The paperwork for short-term disability can be very intimidating. It’s not easy to go to your employer and say, “By the way, I need to have surgery. They’re not sure how it’s going to turn up.” They come right back with, “Here’s the paperwork. You have to fill this out. Your doctors have to complete this. You have to complete it within a certain period of time.” It’s very difficult to be sick and recovering from surgery and to have to continually get back to them, and turn in the paperwork when you do not want to be concerned about that. I felt like that was a thorn in my side, and would have hoped that my employer would take better care of me in that way. But I realize that’s not something that you should expect from any employer.

So it’s good to have someone to help you with that sort of thing. That’s where I actually referred to the Lance Armstrong Foundation. I started to take notes and use the diary that they had provided, and make sure that I had everything together, and kept my folders together. That was very important. I think it’s important for anyone to make sure that they have the paperwork straight.

You need to stay on top of health insurance as well. You need to make sure that when the bills come in from the hospital that you’re not double paying because they send bills very quickly. You should take notes on your conversations that you have with any billing departments. If you’re getting reimbursement for any of your payments, stay on top of the health insurance for that. It’s a strain when you’re ill. So if you can have someone help you out with that, it certainly is a good thing to do.

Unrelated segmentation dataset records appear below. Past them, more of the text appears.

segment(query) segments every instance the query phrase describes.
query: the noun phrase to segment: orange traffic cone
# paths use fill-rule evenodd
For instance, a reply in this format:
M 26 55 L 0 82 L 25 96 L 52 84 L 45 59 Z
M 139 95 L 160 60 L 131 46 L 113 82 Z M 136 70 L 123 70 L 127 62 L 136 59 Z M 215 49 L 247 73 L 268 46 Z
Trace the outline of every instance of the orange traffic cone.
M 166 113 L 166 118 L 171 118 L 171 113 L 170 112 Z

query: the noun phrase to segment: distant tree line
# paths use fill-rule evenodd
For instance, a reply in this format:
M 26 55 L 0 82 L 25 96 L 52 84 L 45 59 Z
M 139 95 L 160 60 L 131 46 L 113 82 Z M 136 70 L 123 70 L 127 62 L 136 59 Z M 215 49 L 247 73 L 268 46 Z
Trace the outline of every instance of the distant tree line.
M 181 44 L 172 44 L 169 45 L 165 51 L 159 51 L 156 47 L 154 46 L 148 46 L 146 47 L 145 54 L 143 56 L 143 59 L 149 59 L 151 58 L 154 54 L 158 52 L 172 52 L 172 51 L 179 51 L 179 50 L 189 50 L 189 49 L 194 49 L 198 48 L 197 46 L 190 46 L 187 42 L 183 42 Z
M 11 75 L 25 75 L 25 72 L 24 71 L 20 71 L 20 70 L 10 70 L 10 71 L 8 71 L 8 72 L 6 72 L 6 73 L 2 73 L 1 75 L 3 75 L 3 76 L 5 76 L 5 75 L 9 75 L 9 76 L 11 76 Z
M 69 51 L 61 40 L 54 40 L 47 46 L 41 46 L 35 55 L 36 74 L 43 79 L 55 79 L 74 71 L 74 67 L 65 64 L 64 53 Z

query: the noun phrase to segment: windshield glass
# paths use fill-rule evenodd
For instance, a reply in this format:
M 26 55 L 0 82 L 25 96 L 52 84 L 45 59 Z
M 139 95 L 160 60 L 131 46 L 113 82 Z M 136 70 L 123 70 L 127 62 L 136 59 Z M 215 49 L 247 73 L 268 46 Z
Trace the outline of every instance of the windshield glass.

My hope is really to be a survivor. You have to stay strong in your life, and live every day with a tremendous amount of hope and perseverance, and get through all that you need to really get through. I referred to some of the tools on the Livestrong Web site and saw that there was a lot of information there. I was very happy to see that.

Livestrong means living every day to the absolute fullest. Eating well and exercising almost every day. There isn’t a day where I don’t go for a long walk, or I’m out running or biking. Helping others always helps me to feel better…giving some sort of support. Hopefully, being a model of a balanced life.

My name is Cindy Calabrese, and I am a one-year kidney cancer survivor.